Mel Chin

Artist with a long-standing interest in social and political issues, as well as issues affecting the environment

portrait
Mel Chin

Mel Chin was invited by Cape Farewell to participate in the Carbon 14 workshop (November 2011). As an artist Mel has demonstrated a long-standing interest in social and political issues, as well as issues effecting the environment.

Since the Fall of 2011, when he participated in Artifariti, the international Art and Human Rights Meeting in the Western Sahara, Mel has been engaged with Saharawi refugees and their leadership on The Potential Project, a project to help the People of the Western Sahara achieve their goal of independence and a real means of self-determination by developing both their own currency and an economy “backed not by gold or gas, but by the sun.”

For Cape Farewell’s Carbon 14: Climate is Culture exhibition at the ROM, and by way of introducing the larger project, Mel is collaborating with Markus Kayser of MIT Media Lab’s Mediated Materials Group to create The Saharan Sand Dollar Exchange Machine, a solar powered and fully active money exchange machine.
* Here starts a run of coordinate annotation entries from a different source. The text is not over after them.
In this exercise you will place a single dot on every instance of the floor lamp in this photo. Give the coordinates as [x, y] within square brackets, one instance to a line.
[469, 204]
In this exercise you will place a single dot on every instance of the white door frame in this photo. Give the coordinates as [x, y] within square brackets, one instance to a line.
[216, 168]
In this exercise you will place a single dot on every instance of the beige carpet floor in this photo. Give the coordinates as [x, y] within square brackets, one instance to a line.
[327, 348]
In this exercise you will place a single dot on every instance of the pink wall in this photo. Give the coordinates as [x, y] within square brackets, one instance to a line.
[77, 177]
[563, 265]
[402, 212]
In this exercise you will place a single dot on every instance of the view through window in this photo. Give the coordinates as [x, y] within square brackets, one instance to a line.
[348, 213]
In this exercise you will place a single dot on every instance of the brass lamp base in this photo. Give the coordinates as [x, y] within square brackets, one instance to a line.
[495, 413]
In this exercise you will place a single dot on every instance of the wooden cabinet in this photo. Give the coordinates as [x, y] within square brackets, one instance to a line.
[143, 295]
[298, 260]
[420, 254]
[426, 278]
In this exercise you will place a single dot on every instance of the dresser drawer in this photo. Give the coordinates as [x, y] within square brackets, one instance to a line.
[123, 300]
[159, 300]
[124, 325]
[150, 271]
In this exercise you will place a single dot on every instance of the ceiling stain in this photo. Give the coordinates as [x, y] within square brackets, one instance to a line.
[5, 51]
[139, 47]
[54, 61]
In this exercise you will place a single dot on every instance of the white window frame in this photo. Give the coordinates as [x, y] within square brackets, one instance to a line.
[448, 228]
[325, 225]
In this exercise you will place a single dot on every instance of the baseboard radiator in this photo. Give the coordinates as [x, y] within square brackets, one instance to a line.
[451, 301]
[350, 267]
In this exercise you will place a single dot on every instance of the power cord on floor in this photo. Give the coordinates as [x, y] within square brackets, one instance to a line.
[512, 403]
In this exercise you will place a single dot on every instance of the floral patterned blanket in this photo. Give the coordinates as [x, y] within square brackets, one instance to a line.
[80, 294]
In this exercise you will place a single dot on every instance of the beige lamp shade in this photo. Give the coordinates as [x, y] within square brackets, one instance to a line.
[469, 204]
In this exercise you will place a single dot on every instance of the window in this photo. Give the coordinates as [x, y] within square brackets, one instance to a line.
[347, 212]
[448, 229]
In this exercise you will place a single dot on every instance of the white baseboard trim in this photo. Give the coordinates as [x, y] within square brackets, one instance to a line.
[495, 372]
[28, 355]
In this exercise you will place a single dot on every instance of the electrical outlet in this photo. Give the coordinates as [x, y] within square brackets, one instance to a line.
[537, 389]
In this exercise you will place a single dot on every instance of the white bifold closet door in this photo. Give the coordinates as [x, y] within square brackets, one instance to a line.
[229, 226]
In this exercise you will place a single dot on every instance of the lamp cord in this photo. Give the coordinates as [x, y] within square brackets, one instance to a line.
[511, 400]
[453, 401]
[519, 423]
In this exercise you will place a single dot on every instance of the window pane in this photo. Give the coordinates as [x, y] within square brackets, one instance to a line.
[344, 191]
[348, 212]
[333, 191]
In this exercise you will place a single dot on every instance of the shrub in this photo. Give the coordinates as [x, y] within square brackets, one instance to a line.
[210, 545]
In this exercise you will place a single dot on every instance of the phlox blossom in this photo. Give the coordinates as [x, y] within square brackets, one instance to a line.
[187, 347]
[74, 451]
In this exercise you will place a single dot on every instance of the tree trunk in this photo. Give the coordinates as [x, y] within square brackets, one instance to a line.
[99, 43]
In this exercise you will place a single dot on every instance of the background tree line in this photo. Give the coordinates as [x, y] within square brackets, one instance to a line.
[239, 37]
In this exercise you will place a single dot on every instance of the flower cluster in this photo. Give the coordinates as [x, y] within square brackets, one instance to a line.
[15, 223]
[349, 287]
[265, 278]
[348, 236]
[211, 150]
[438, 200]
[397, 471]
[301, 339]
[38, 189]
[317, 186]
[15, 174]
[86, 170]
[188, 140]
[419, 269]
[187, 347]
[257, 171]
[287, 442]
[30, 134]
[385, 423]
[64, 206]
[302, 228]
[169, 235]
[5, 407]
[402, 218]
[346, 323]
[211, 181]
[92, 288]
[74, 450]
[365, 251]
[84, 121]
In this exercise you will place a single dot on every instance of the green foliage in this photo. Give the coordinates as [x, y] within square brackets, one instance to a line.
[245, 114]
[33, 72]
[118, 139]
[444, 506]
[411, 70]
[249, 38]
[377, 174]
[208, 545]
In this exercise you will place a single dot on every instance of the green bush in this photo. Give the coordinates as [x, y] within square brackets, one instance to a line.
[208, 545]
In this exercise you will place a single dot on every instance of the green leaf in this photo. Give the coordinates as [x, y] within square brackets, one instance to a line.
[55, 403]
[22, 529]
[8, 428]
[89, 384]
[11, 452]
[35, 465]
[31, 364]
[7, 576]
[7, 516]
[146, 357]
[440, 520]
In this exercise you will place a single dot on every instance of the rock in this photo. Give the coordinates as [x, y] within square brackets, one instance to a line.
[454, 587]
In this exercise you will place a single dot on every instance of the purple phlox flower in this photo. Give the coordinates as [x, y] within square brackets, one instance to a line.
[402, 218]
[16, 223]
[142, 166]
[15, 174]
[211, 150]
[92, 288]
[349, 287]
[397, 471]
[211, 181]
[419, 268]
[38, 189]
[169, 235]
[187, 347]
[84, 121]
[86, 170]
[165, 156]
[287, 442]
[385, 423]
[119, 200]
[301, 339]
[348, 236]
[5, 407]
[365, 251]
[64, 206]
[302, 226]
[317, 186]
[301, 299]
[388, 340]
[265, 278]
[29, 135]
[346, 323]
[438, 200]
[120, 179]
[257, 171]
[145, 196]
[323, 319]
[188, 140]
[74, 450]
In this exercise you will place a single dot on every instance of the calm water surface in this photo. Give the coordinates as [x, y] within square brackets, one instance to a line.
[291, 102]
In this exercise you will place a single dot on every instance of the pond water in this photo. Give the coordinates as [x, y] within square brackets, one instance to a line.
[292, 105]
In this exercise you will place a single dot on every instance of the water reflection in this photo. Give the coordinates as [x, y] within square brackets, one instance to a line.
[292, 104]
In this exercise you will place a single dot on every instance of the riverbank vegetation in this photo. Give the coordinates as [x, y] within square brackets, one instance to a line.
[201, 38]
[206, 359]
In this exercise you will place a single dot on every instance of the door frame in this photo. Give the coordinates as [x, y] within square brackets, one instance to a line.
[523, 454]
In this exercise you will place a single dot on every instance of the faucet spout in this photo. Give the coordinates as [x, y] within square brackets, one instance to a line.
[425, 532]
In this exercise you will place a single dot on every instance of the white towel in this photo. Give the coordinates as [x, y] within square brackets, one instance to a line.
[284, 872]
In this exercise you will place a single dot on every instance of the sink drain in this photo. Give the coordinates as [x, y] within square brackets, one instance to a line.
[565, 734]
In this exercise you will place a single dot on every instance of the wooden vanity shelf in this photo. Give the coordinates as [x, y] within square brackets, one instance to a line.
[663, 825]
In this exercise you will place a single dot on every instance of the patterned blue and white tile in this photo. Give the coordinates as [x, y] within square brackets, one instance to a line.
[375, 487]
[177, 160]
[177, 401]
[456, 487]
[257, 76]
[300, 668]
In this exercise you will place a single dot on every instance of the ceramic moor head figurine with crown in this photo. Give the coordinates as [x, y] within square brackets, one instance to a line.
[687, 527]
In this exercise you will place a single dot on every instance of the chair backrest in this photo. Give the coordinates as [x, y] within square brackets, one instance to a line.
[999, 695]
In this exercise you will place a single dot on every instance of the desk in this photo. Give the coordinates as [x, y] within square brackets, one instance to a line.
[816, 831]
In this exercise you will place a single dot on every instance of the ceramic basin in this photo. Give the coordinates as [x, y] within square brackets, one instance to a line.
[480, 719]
Visitors are encouraged to exchange Canadian currency for the face value of the first tests of solar fused coins made of Western Saharan sand. This dispensing prototype encourages the first international monetary exchange of solar-backed as opposed to gold-backed money. Proceeds will be extended to support the effort of a currency based on imagery developed from different generations of Western Saharan citizens.

Also featured is a schematic model of Potential Project’s Stand Alone Power Plant and transmission system is being developed by Dr.Richard Corkish, Head, School of Photovoltaic & Renewable Energy Engineering and Chief Operating Officer, Australian Centre for Advanced Photovoltaics, of the University of New South Wales, Sydney Australia and his international student, Jonathan Teo.

Biography

Mel Chin was born in Houston, Texas in 1951. Mel’s art, which is both analytical and poetic, evades easy classification. He is known for the broad range of approaches in his art, including works that require multi-disciplinary, collaborative teamwork and works that conjoin cross-cultural aesthetics with complex ideas.

Mel insinuates art into unlikely places, including destroyed homes, toxic landfills, and even popular television, investigating how art can provoke greater social awareness and responsibility. He developed Revival Field (1989-ongoing), a project that has been a pioneer in the field of “green remediation,” the use of plants to remove toxic, heavy metals from the soil. From 1995-1998 he formed the collective, the GALA Committee, which produced In the Name of the Place, a conceptual public art project conducted on American prime-time television. His film, 9-11/9-11, a hand-drawn, 24 minute, joint Chilean/USA Production, won the prestigious Pedro Sienna Award, for Best Animation, National Council for the Arts and Cultures, Chile, in 2007.  Mel’s work was featured in the popular PBS program, Art of the 21st Century.

A multi-award winning artist, Mel has received awards and grants from organizations such as the National Endowment for the Arts, New York State Council for the Arts, Art Matters, Creative Capital, and the Penny McCall, Pollock/Krasner, Joan Mitchell, Rockefeller and Louis Comfort Tiffany Foundations, among others.